Re: Pacman Suggestion

whargoul wrote:

Pacman is good enough as it is.

Oh, please. Pacman is OK, but it's far from beeing good enought (I don't think a programm can ever be good enought tongue).

First of all it lacks API for GUI front-end's (this will change soon).

Second - the srcpac functionality is a must. I don't see any other way to use ABS then with srcpac. This uh-oh ABS system wants me to go to the /var/abs/local, make a directory, copy PKGBUILD and finally compile a package that I manually have to add. I can stay with configure and make - maybe that's even faster.

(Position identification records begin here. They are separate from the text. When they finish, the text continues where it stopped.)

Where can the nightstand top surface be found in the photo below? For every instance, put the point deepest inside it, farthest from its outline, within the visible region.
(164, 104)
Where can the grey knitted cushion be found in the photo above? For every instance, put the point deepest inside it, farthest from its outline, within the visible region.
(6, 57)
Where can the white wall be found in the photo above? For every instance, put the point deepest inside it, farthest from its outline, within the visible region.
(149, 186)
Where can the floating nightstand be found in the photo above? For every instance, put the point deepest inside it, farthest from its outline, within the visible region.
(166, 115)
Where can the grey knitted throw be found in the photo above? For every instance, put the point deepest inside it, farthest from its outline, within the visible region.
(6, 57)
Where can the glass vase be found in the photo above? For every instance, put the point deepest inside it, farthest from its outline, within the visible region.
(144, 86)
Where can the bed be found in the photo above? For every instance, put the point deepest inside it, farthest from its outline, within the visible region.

So Pacman3 should definitely include the srcpac "-b" option - in the end that's what the ABS is for.

There is also no promised in the docs "way to rebuild your system from source with one command" method which I know of.

Third - the extensions. *.pkg.tar.gz is faaaaaar too long and unintuitive, but OK, I can live with that (although *.pac sounds great and I can't see any rason why not to make a switch). But PKGBUILD instead of foo.pkgbuild is just stupid. If I go to AUR and download two PKGBUILDs I have to rename them or whatever, it's the worst part o pacman in my opinion.

Color output is also a very good idea, it would make pacman easier to use. Look at qpkg for example.

And the final word - if pacman was "good enought" there wouldn't be a need for scripts like srcpac, dotpac, qpkg, aurbuild and others. Pacman is just not complete.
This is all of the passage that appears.